Implementing a Data Playground - Prompt

Implementing a Data Playground - Prompt

One of the most rewarding (intellectually, in terms of what I learned, impact wise) projects I've worked on in my career was building a data playground for ads data while at Meta.

The goal of the project was to democratize access to data by giving product marketing managers self serve data tools (the data playground) to arbitrarily query ads data on every conceivable dimension, with 24 months of historical data.

It was delivered via Tableau with a drag and drop interface of dimensions and measures (a data analyst I partnered with drove this).

It required building the data piepliens and joining the underlying tables (a data engineer I partnered with drove this).

I did UX research among the target audience (Product Marketing Managers - a team I was part of and had recently led, so I was familiar with the role) and, through that research found testers and evangelists. The research indicated that the playground itself would not be enough, we'd need to deliver pre-built dashboards for the most commonf use cases. The evangelists (the three most data savvy product marketing managers on a team of 50) also became the trainers who helped with delivery and scaled usage.

In terms of (internal) GTM the ultimate recipients (end-users) of the insights from this data would be Sales and Product teams.
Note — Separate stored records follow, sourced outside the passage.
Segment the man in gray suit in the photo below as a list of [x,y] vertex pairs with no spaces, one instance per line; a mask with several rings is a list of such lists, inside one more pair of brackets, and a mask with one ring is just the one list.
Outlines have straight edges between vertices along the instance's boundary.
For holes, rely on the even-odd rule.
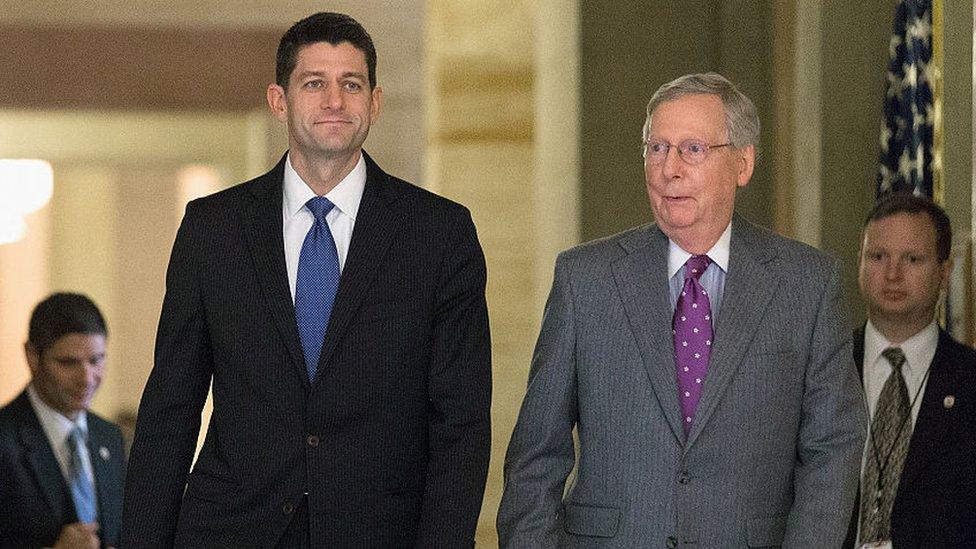
[[733,213],[759,120],[722,76],[662,86],[643,135],[657,223],[556,261],[501,545],[838,547],[866,428],[840,264]]

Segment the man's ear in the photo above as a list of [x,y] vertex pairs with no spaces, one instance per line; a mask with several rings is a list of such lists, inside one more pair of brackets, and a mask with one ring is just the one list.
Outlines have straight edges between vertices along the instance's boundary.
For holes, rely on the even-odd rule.
[[370,106],[369,119],[370,122],[376,122],[376,119],[380,117],[380,107],[383,106],[383,88],[381,86],[376,86],[373,88],[373,101]]
[[37,352],[37,347],[30,341],[24,343],[24,355],[27,357],[27,367],[30,368],[31,375],[36,376],[41,369],[41,354]]
[[285,88],[282,88],[278,84],[268,84],[267,98],[268,107],[271,108],[271,114],[281,122],[285,122],[288,119],[288,102],[285,101]]
[[739,187],[745,187],[749,184],[749,180],[752,179],[752,171],[756,167],[756,147],[753,145],[747,145],[741,149],[737,149],[736,153],[740,156],[736,158],[739,163],[739,173],[736,176],[736,185]]
[[939,290],[942,293],[949,291],[949,275],[952,274],[952,257],[946,259],[939,265]]

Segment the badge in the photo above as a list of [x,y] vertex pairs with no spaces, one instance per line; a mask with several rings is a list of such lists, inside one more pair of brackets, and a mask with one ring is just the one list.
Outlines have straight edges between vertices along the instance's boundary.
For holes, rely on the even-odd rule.
[[953,395],[946,395],[945,399],[942,400],[942,406],[945,407],[946,410],[951,409],[955,405],[956,397]]
[[109,452],[108,448],[104,446],[99,446],[98,455],[102,456],[102,461],[108,461],[108,458],[112,457],[112,452]]

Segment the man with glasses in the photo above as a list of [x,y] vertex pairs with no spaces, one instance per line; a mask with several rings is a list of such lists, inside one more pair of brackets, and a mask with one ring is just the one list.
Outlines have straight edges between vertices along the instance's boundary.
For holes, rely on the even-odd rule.
[[734,213],[758,141],[754,105],[720,75],[652,97],[656,224],[557,259],[502,546],[843,541],[865,418],[841,266]]

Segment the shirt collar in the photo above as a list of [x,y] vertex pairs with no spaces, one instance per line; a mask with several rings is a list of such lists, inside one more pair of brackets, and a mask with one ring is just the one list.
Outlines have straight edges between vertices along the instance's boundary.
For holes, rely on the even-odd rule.
[[[722,232],[722,236],[718,237],[718,241],[712,246],[712,249],[706,252],[712,263],[718,265],[723,272],[729,272],[729,243],[732,241],[732,222],[729,221],[729,225],[725,227],[725,231]],[[674,277],[681,267],[684,267],[685,262],[691,254],[681,249],[674,240],[668,239],[668,279]]]
[[[356,213],[359,212],[359,203],[363,199],[363,190],[366,188],[366,159],[362,153],[359,155],[359,162],[349,172],[338,185],[332,188],[325,197],[332,202],[342,213],[351,217],[354,221]],[[284,186],[285,211],[289,216],[294,216],[305,207],[305,203],[315,198],[316,194],[312,188],[302,179],[295,168],[291,165],[291,154],[285,162]]]
[[75,425],[81,427],[82,434],[87,438],[88,415],[84,410],[78,414],[77,420],[71,421],[61,415],[61,412],[51,408],[46,402],[41,400],[41,395],[37,394],[37,389],[34,388],[33,383],[27,386],[27,398],[30,399],[31,406],[34,407],[34,413],[37,414],[37,419],[40,420],[41,427],[44,429],[44,433],[52,444],[55,441],[64,441],[67,439],[68,434],[75,428]]
[[896,345],[875,328],[869,319],[864,327],[864,367],[868,368],[877,363],[878,357],[888,347],[899,347],[905,353],[905,366],[912,374],[917,374],[928,367],[929,360],[924,357],[933,356],[939,344],[939,326],[935,319],[918,333]]

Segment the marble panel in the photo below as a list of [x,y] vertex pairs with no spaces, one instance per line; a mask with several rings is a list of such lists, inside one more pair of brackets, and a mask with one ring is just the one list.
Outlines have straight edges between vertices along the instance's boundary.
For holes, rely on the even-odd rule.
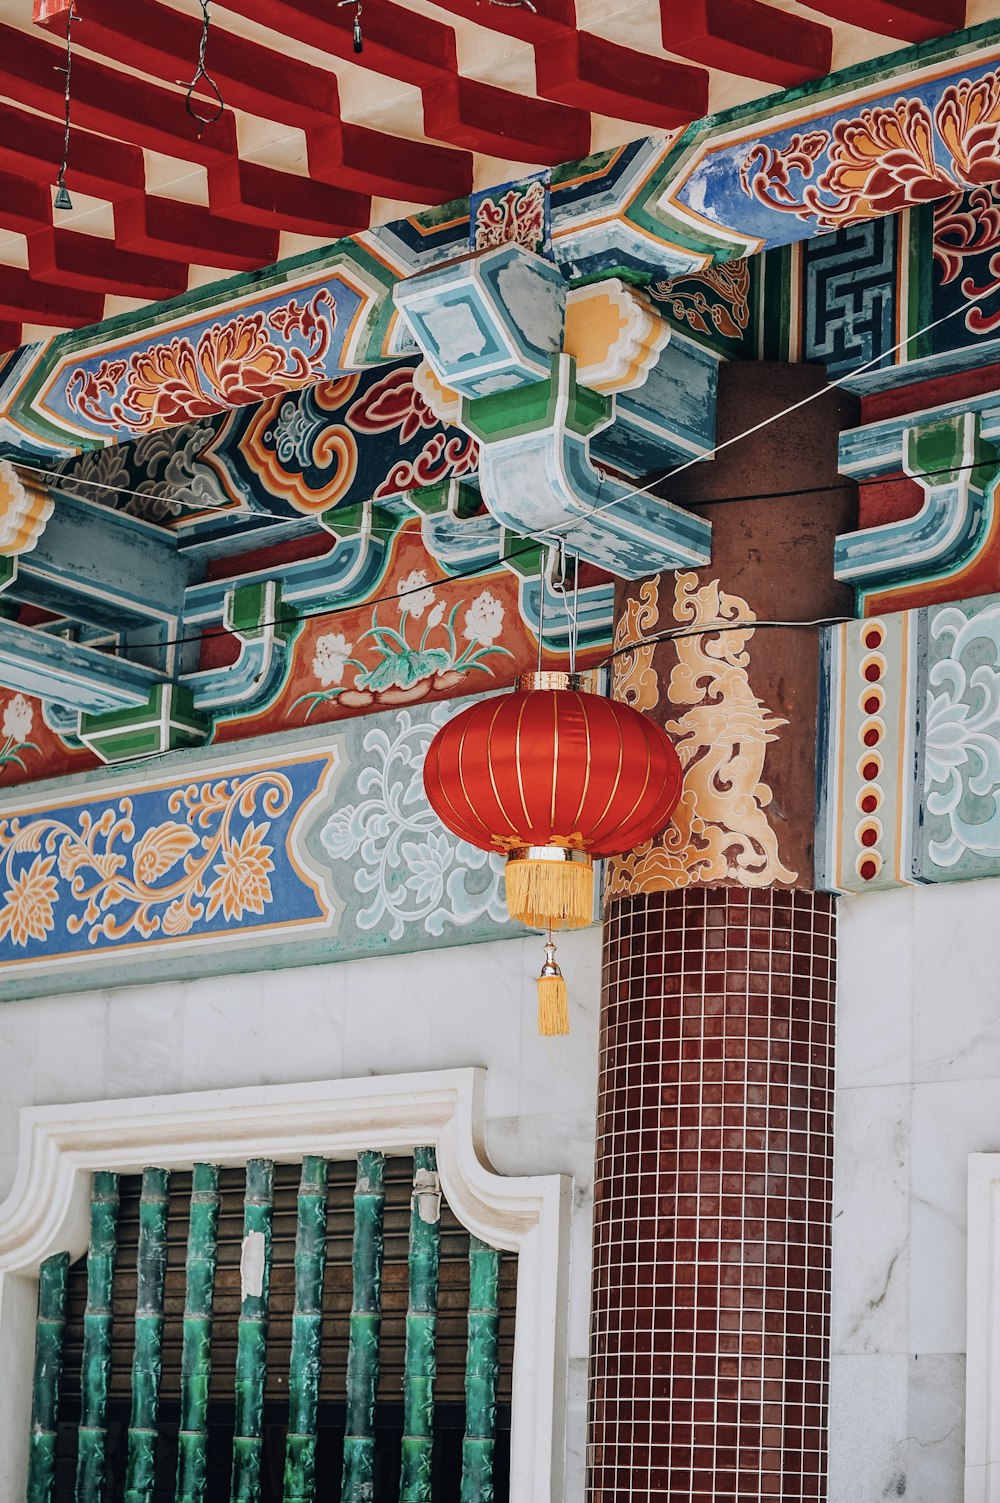
[[106,994],[109,1096],[156,1096],[183,1089],[187,992],[186,985],[175,985],[125,987]]
[[909,1377],[907,1503],[962,1503],[965,1356],[915,1353]]
[[910,1088],[837,1101],[831,1341],[835,1353],[905,1352],[909,1319]]
[[838,905],[838,1087],[910,1079],[914,890]]
[[914,893],[916,1081],[1000,1079],[1000,925],[984,922],[994,893],[985,882]]
[[1000,1149],[1000,1080],[913,1088],[910,1349],[964,1351],[969,1155]]
[[45,1106],[97,1101],[105,1089],[108,1001],[103,992],[38,1004],[35,1100]]
[[903,1355],[833,1357],[829,1503],[907,1496],[908,1369]]
[[[44,1047],[58,1048],[56,1038]],[[35,1069],[39,1049],[38,1014],[30,1003],[0,1008],[0,1153],[17,1152],[18,1119],[22,1106],[35,1101]]]

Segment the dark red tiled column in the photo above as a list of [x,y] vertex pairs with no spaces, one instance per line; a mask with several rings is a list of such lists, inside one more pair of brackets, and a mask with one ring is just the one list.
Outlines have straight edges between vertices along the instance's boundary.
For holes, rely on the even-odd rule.
[[812,891],[809,623],[851,613],[834,539],[856,525],[853,399],[824,380],[721,369],[735,442],[669,490],[711,518],[712,562],[619,587],[615,691],[685,778],[606,882],[589,1503],[824,1497],[835,901]]
[[823,1496],[834,964],[822,894],[610,909],[593,1503]]

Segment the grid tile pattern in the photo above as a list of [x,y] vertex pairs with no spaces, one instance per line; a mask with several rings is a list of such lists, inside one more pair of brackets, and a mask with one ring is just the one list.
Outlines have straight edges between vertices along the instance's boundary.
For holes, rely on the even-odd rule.
[[591,1503],[823,1496],[835,946],[820,893],[608,914]]

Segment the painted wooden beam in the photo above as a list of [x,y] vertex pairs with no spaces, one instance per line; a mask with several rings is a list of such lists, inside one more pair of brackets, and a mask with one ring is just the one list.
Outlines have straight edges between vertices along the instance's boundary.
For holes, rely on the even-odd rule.
[[410,1202],[410,1297],[406,1311],[399,1503],[431,1503],[440,1261],[441,1187],[437,1158],[433,1148],[418,1148],[413,1155]]
[[267,1317],[271,1283],[271,1223],[274,1165],[247,1164],[240,1255],[239,1330],[236,1338],[236,1433],[233,1436],[231,1503],[261,1503],[262,1420],[267,1378]]
[[195,1164],[188,1219],[175,1503],[204,1503],[205,1500],[218,1227],[218,1167],[215,1164]]
[[326,1167],[326,1159],[305,1159],[299,1182],[284,1503],[313,1503],[316,1497],[316,1409],[326,1270]]
[[54,1257],[46,1258],[38,1272],[27,1503],[52,1503],[55,1489],[68,1271],[69,1253],[56,1253]]
[[167,1274],[170,1172],[142,1171],[136,1258],[132,1419],[125,1465],[125,1503],[152,1503],[156,1486],[157,1413],[163,1365],[163,1289]]
[[118,1175],[97,1173],[90,1201],[87,1305],[83,1313],[76,1503],[104,1496],[108,1380],[111,1374],[111,1292],[118,1253]]
[[358,1154],[354,1188],[354,1299],[347,1352],[347,1432],[341,1503],[370,1503],[375,1469],[375,1395],[382,1328],[385,1155]]
[[0,620],[0,684],[97,715],[149,703],[164,676],[141,663]]
[[469,1341],[465,1359],[462,1503],[493,1503],[500,1344],[500,1254],[469,1238]]

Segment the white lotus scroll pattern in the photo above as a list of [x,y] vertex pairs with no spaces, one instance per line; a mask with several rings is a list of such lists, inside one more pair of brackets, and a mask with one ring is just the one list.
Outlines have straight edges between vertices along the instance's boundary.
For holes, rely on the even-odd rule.
[[358,798],[331,814],[320,841],[333,861],[350,861],[364,906],[354,922],[402,939],[416,927],[440,938],[445,928],[477,919],[507,921],[503,859],[446,830],[427,802],[422,770],[427,748],[455,706],[416,715],[400,710],[364,738]]
[[935,822],[927,852],[948,868],[967,853],[1000,857],[1000,600],[971,618],[948,606],[929,628],[945,655],[932,653],[927,676],[924,807]]

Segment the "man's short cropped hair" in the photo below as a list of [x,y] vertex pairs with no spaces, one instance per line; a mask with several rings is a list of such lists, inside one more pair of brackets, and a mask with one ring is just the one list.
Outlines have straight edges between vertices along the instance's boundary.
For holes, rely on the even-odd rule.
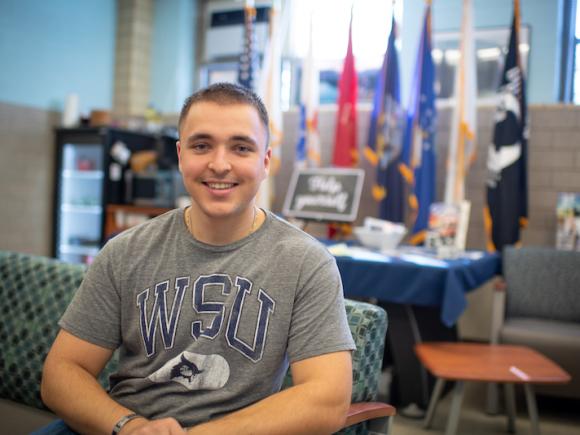
[[[260,121],[266,129],[266,147],[270,142],[270,121],[268,111],[261,98],[253,91],[235,83],[215,83],[207,88],[194,92],[183,103],[181,113],[179,114],[179,123],[177,125],[179,132],[181,126],[189,113],[189,109],[195,103],[211,102],[216,104],[247,104],[252,106],[258,112]],[[181,133],[180,133],[181,134]]]

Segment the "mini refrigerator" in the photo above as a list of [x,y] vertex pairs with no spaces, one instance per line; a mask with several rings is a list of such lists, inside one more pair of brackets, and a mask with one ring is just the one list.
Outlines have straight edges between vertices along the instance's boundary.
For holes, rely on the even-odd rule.
[[115,144],[132,153],[155,149],[157,138],[114,128],[56,130],[55,258],[88,264],[104,244],[106,205],[125,203],[127,162],[115,160]]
For the Sales teams there were both key account teams (working with large advertisers) and scaled teams (working with SMB advertisers). Rather than engage the Sales teams directly, I worked with Sales Operations teams to build distinct programs to deliver these insights and translate them into action.

For Product teams, similarly, instead of working directly with PMs, we scaled the work via the Product Data Science teams who incorporated the playground into their tools.

I'd like to package the experience of leading this project into something that balances the high-level generic approach with the specific details of how to do something similar in any organization, including recommendations of specific tools for each stage of the process eg.

  • Snowplow for events tracking
  • Airbyte for ETL/ELT
  • Snowflake for Data Warehouse
  • Metabase for dashboards
  • Count for visualization

And also define the design, development, delivery and scaling process as discrete stages.

The audience are CPO/CDO/CIO or VP equivalents who are exploring how to implement this in their organizations.